The paper presents the authors' new provenance tracing system, ProTracer, which collects lineage of system data at the operating system (OS) level, and enables system administrators and attack investigators to understand the root cause of an advanced persistent threat (APT) attack, which may have occurred long ago, or determine the ramifications of the APT attack for possible recovery. Traditional provenance tracing approaches suffer from many problems including but not limited to high run-time overhead, high storage overhead, and the "dependency explosion" problem for log analytics.

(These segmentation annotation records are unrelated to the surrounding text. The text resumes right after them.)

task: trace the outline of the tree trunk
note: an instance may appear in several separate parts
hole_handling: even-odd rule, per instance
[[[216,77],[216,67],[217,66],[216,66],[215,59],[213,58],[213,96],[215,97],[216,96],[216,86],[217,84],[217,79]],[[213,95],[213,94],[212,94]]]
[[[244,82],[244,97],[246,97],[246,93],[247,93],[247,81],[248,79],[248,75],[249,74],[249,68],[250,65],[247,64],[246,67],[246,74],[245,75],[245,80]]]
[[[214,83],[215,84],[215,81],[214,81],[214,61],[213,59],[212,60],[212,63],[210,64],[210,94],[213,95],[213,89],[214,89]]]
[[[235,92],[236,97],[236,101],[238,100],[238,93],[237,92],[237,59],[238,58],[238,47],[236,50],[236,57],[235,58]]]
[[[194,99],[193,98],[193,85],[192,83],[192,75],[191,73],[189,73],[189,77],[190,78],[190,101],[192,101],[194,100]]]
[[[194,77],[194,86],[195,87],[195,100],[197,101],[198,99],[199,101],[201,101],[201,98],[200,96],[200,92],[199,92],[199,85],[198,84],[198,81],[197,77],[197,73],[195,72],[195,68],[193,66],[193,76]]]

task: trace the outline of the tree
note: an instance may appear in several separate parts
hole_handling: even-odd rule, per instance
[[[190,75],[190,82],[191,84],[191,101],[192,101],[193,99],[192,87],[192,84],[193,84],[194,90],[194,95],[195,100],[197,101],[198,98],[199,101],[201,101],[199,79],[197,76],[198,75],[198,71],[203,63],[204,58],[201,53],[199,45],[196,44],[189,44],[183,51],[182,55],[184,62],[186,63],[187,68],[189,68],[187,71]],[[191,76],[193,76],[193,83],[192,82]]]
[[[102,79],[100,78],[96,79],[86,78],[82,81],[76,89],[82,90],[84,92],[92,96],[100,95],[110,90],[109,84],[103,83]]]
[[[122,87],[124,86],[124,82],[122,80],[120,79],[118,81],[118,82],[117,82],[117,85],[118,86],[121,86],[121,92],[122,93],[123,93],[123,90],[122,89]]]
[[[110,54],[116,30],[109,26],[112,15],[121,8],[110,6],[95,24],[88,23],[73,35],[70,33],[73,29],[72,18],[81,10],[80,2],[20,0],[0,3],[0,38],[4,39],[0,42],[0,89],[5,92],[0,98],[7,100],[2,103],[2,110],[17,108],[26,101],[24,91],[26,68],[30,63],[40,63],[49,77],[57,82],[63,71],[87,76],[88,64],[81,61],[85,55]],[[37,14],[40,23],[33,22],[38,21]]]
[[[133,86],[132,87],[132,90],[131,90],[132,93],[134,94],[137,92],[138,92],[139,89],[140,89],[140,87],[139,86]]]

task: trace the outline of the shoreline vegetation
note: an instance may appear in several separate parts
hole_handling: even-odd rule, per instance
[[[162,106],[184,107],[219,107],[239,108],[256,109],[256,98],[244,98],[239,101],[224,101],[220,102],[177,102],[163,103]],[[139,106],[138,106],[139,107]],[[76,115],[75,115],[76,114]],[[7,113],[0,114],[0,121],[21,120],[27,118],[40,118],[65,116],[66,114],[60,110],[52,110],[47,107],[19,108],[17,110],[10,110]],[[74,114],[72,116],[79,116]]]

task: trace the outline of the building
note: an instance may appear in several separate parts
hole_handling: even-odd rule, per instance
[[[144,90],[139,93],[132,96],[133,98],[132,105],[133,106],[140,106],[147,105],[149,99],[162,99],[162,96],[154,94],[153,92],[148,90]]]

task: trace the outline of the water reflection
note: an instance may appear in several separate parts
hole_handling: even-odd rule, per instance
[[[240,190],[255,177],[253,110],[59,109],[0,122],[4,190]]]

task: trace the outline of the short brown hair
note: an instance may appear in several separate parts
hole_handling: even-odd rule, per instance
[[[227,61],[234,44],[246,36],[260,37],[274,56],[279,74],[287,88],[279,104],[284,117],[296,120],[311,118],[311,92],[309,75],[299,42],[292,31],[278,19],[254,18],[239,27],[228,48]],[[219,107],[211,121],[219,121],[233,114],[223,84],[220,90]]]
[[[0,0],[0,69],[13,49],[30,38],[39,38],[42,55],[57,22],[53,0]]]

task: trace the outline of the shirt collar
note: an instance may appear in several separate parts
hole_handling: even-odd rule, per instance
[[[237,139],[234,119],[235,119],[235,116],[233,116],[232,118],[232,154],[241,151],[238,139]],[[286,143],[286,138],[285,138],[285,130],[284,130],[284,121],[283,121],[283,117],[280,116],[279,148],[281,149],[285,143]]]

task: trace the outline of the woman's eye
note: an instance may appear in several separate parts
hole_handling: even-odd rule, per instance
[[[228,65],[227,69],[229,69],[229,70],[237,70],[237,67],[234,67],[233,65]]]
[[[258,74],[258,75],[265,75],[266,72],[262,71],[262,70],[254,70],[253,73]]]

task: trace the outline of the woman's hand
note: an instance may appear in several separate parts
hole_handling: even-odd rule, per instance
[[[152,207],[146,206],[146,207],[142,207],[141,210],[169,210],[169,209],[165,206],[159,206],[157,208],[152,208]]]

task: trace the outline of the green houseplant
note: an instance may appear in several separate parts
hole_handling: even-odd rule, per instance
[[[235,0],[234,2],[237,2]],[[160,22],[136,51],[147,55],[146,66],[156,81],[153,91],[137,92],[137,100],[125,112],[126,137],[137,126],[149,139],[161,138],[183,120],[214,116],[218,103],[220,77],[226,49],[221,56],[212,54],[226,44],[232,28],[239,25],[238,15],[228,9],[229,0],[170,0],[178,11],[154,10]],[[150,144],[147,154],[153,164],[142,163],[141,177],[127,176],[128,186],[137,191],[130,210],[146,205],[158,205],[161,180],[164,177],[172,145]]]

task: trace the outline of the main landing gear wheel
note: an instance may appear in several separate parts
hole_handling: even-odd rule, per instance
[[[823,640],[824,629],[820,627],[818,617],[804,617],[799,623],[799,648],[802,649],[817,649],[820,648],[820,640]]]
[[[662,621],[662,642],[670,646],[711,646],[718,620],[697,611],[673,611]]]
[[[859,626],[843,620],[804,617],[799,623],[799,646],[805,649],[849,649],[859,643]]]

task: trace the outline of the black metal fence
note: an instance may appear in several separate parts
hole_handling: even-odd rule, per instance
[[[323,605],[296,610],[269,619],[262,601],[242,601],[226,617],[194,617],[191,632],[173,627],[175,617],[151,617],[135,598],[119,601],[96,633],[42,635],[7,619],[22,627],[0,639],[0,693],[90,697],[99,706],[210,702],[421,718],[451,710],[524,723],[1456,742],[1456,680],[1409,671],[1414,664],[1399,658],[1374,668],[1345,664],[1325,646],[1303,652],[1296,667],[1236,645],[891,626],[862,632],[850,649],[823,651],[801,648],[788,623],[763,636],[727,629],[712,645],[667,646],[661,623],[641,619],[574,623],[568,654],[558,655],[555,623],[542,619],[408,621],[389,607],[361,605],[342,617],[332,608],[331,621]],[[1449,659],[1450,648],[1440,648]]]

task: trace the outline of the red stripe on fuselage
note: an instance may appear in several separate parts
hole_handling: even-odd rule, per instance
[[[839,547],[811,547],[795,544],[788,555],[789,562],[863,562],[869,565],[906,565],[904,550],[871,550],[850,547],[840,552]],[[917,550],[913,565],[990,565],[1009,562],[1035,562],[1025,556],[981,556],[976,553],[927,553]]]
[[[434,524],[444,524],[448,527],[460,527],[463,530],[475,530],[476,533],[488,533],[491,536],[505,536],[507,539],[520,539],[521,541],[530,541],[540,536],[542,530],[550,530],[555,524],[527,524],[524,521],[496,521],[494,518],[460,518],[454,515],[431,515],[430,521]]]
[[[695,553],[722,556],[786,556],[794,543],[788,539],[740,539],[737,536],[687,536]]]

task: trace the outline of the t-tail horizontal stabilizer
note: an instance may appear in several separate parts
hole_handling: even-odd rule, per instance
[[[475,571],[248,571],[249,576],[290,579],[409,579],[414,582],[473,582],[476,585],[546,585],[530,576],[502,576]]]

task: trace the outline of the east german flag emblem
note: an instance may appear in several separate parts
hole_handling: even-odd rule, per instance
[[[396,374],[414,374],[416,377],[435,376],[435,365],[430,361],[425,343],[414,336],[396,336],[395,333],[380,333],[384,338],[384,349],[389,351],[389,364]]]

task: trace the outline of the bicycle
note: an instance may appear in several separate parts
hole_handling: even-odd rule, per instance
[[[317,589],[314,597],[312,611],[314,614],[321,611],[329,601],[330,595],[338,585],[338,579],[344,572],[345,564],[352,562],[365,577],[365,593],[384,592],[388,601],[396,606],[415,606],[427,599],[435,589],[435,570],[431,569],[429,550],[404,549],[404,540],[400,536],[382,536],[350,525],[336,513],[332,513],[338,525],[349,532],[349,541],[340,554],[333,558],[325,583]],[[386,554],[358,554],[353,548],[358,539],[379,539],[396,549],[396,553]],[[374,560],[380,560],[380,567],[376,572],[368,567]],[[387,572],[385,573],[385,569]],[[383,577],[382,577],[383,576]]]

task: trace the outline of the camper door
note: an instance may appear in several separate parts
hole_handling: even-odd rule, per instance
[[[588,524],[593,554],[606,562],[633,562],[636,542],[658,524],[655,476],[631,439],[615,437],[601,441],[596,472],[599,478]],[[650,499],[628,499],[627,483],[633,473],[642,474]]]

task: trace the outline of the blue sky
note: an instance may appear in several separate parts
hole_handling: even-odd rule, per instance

ProTracer re-designs the OS-level audit tracing architecture, leverages cutting-edge program analysis methods, and employs a novel online event processing mechanism. Particularly, by performing system-level and in an alternating fashion, ProTracer overcomes the limitations of logging and tainting techniques (when applied alone) while leveraging their respective advantages.

The team's current research in APT attack prevention, detection, forensics, and recovery has been supported in part by the Defense Advanced Research Projects Agency (DARPA), National Science Foundation (NSF), Office of Naval Research (ONR), and Cisco Systems. In particular, they are part of DARPA's Transparent Computing Program, which aims at making system/network component operations and interactions more transparent for better defense against advanced, stealthy cyberattacks such as APTs.